Played by Jay Karnes and Rachel Robinson, the sellers are freshly young
and cheery, able to rib each other, with Karnes as a particularly sunny
and seemingly irreproachable young husband. Played by Gregg Henry and
Lesley Fera, the couple seems less newlywed, slightly darker - Fera's wife
is more distracted, Henry is more of a dab hand at glad-handing. As for
their Italian nanny - a fascinating addition to the storyline - Julie Mann
plays her as sweeter, more childlike, merely lacking in know-how or
energy, while Abigail Revasch plays her from simpering to devious,
desultorily failing to step in where needed. Brendan Hines and Christian
Svensson alternate in three charming one-scene roles.

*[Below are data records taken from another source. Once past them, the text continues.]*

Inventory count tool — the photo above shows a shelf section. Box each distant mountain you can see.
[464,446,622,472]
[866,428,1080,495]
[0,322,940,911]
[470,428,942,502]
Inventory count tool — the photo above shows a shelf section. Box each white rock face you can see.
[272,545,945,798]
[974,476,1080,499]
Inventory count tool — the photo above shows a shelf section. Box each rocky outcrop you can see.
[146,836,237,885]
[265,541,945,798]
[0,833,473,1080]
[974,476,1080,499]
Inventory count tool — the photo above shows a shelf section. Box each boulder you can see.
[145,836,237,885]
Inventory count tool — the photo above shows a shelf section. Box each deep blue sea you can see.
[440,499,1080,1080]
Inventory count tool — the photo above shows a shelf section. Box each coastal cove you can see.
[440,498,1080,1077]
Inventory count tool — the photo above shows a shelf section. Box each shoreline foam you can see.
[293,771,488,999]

But the show belongs to the actor playing James - the buyer, the probable
perpetrator, the quintessential satanic figure masquerading in upper-class
tones. Morlan Higgins plays him with exquisite longing, with a slowly
revealed deviancy. Greg Itzin's James is slightly dandified, more
restless, less willing to wait for his prey. Whatever is done to Clair -
and Crimp's language and the actors' physicalities offer ample clues but
never quite tell us - Higgins' actions more likely came from worshiping
Clair too much, Itzin's from hating her, perhaps hating all women. Near
the play's end, in Clair's apartment, Higgins luxuriates in her sheets,
while Itzin seems there to tidy up any mess.
But nothing could sicken us as much as the nonchalance of the sellers and
the new agent. They momentarily toy with guilt, thinking of the "right"
thing to do, and then dust it all away, turning their gazes inward to
themselves and their pockets. Now who's the villain?